True Decentralization

Crypto Lenders have two objective goals, firstly, to completely decentralize finance. This goal goes hand in hand with the second objective, to allow capital to be earned equally. Bitcoin was a response to the malpractice of banks and the government. The concept of government issued tender is increasingly being rejected by modern society as outdated and untenable.

To decentralize finance would imply that banks no longer have a monopoly on lending and borrowing markets. It would further imply that in order for a currency to have value it would have an intrinsic form of value or be represented by something real.

To earn capital equally implies that people should no longer be barred by forms of discrimination, which do exist. It also makes the case that if Bitcoin were to be highly valuable then there would not just be one winner, there would be millions of winners. Anyone who holds Bitcoin would be rewarded for Bitcoins success.

Similar to other cryptocurrencies which issue large token sales and ICO's, they are collectively suggesting that a victory for them can be a victory for the masses who choose to support them. The transparency of the networks also guarantees token holders that they could not be cheated by the token issuers. Assuming the network is credible and honest, however, suggestions that cryptocurrencies are a scam are not the fault of the blockchain, they are the fault of bad actors.

Private lending companies in alternative finance, although doing a great service, are ultimately in it for themselves. The majority of the profits go to the ones who take a commission off all the transactions they bring together. But with crypto lending, it is the participants of the network and only in part, the owners, who own the means of production of the enterprise.


A Trust-less Ecosystem

Bitcoins Abstract: An Argument Against Traditional Finance

The greatest strength behind decentralized networks or Peer-to-Peer networks is their governing model.

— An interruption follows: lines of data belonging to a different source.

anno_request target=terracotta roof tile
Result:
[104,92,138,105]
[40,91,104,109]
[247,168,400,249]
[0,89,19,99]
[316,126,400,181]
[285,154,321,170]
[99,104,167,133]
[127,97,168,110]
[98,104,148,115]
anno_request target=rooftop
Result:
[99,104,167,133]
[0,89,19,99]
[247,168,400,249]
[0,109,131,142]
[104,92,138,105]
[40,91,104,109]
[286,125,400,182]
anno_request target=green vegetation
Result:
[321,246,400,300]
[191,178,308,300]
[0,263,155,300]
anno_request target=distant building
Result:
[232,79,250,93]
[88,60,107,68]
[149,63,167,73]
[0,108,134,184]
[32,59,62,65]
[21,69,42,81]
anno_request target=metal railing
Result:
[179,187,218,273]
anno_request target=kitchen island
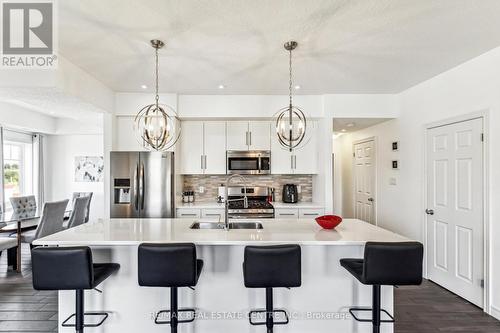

Typical P2P platforms are at risk of the platforms themselves being governed by unsatisfactory managers. A great example of a manager acting in bad faith could be Lending Club. In 2016, Renaud Laplanche almost drove the entire company into the ground by misrepresenting the company on it's financial statements. Lenders need to be wary that the site that is being used to lend money, ought to be as secure and trustworthy as the borrower who is receiving the money. Due diligence must be done on every aspect of the company because events such as what happened with Lending Club, are hard to predict, even with a careful eye.

Blockchain technology, on the other hand, answers this conflict. For starters, Blockchain technology ensures that the financial entries in the company are accurate. If an incorrect transaction occurs on the blockchain the network itself stops operating. No financial authority in a given entity could manipulate or misrepresent financial data without having the majority of tokens or majority hash power. Secondly, the governing model being decentralized would ensure a large degree of transparency between the companies activities and token holders.

On crypto lending platforms, the platforms issue certain tokens which are used as a loan and the borrowers offer up Bitcoin or Ethereum as collateral for their loans. In the case of loans defaulting the lenders simply take the collateral offered up by the borrowers. All loans are secured by an equal value of collateral, and due to the efficiency of smart contracts in the blockchain, borrowers can easily pay their lenders and lenders can receive their payments on time.


Conclusion

By and large, Crypto lenders offer a smaller rate of return than their solely fiat counter parts. One could argue that crypto collateral is more secure than say, a car or a house, but the volatility of crypto assets is still a hurdle to overcome. Some websites claim that they have implemented instruments in order to mitigate the loss of capital from volatility. What happens, ultimately, is the company takes the temporary loss. The entire crypto sphere becomes an attractive investment if crypto itself sees adoption in the general public. While much ground has been covered to introduce crypto into our daily lives, it has a long way to go before it becomes part of our everyday financial transactions.